Leamer’s depiction of Slim Keith and Pamela Churchill Hayward highlights the text’s thematic interest in Self-Presentation as an Art Form and demonstrates their powerful political influence. Leamer argues that Slim’s rise to popularity as an icon of American fashion is the result of post-war attempts to define American identity. In the midst of a “life-and-death struggle” to establish power after the war, Slim represents “a bright optimism about a new postwar world” (73). In the post-war years, Leamer asserts, Slim’s home state of California acts as “an American metaphor for freedom and lives of endless promise,” and California women like Slim represent “a new, casual, uniquely American style” that is distinct from the tradition of French fashion (73). These passages reflect a close association between California women and American identity that underscores the political influence of socialites like Slim Keith.
Although the women in her social circle criticize Pamela Churchill Hayward as a serial adulterer, Leamer suggests that her many romantic pursuits made her an important force in Anglo-American wartime relations. He outlines her various relationships with British and American men, positioning her as an important source of emotional support and information on both sides. After her marriage to Randolph Churchill, son of British Prime Minister Winston Churchill, Pamela begins to spend the weekends in at her in-laws’ country house, “often dining with world leaders and top British officials” (101).
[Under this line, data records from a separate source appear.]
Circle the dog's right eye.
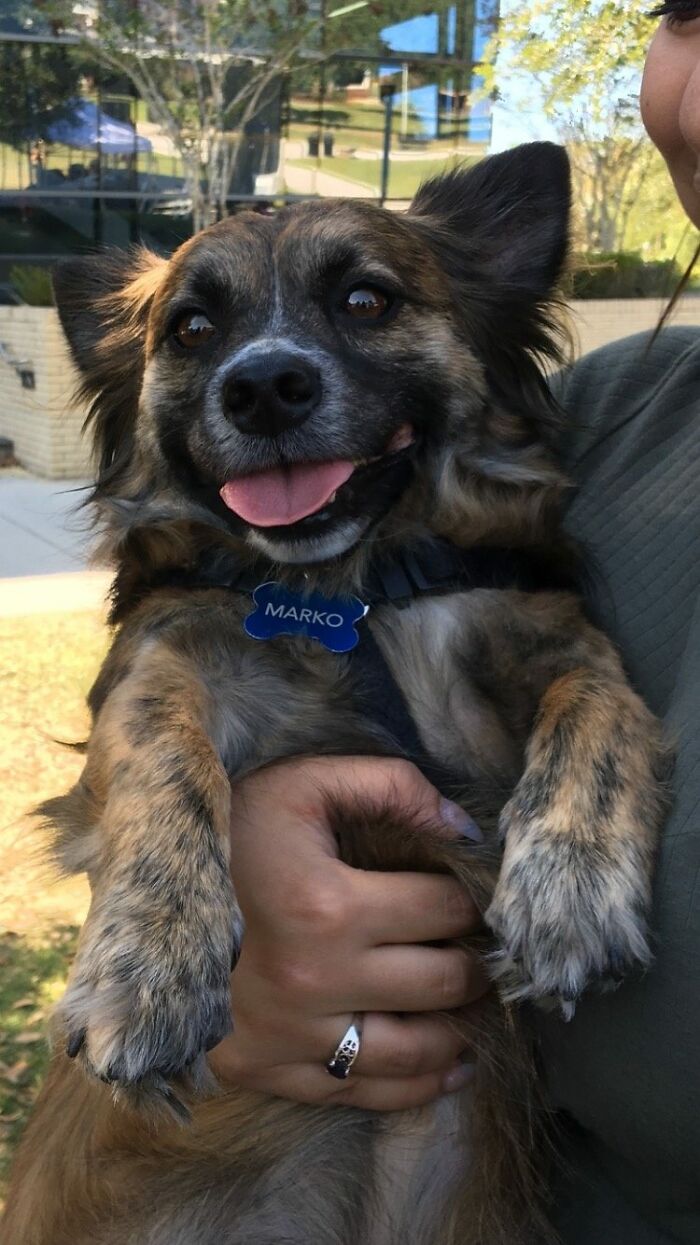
[173,311,217,350]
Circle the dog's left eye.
[173,311,217,350]
[343,285,391,320]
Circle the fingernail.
[442,1063,476,1093]
[440,798,483,843]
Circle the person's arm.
[209,757,488,1111]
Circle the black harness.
[112,539,578,791]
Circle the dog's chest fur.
[174,582,528,789]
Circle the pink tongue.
[220,461,355,528]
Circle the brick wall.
[0,306,90,479]
[0,298,700,479]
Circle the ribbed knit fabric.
[536,329,700,1245]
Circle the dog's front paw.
[486,822,651,1018]
[56,908,234,1088]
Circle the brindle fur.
[4,144,663,1245]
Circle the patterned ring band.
[326,1016,362,1081]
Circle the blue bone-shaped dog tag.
[243,581,369,652]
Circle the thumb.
[314,757,483,843]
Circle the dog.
[4,143,664,1245]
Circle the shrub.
[572,251,683,299]
[10,264,54,308]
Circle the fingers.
[209,1013,472,1111]
[239,1064,473,1111]
[351,946,490,1012]
[354,870,482,945]
[351,1012,465,1081]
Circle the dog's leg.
[486,654,663,1015]
[52,641,237,1089]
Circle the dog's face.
[56,144,568,563]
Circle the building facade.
[0,0,498,278]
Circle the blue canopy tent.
[46,100,152,156]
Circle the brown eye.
[343,285,389,320]
[174,311,217,350]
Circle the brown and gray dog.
[2,143,663,1245]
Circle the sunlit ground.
[0,613,107,1200]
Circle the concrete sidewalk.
[0,469,111,618]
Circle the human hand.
[209,757,488,1111]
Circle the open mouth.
[219,423,415,528]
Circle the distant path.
[281,163,379,199]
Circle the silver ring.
[325,1016,362,1081]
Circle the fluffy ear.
[410,143,570,301]
[54,249,168,481]
[409,143,570,438]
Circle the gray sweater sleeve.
[536,329,700,1245]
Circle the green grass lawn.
[289,156,467,199]
[0,614,107,1201]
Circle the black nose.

The relationships she develops through the Churchills, Leamer indicates, eventually come to bear in her years-long affair with American diplomat W. Averell Harriman, who “understood little about the power dynamics of London and the people key to his mission” (104). Pamela not only knows the parties involved but also shares with Harriman “shrewd insights that no one in the American embassy could possibly match” (104). Although Truman himself wrote that Pamela “has absolutely no intellectual capacities at all” and compared her to “some sort of marvelous primitive,” Leamer depicts her as a key political player in elite society, positioning social capital as a kind of political power.
These chapters introduce the book’s thematic interest in Parenting Among the Social Elite in Mid-Century America through Leamer’s depiction of Slim and Pamela’s emotionally distant approach to motherhood. When her baby is “only two months old,” Slim moves from California to New York, “leaving the child in the hands of the nanny. It was party time” (74). Around the same time, Pamela moves to Paris, leaving her young son Winston “in London to be brought up largely by his nanny” (112). Leamer notes that Winston “was no impediment to Pamela’s new life” in Paris (112). In both instances, the women rely on nannies to raise their children while pursuing their own goals, an implicit critique in which Leamer aligns the privilege of wealth with parental neglect.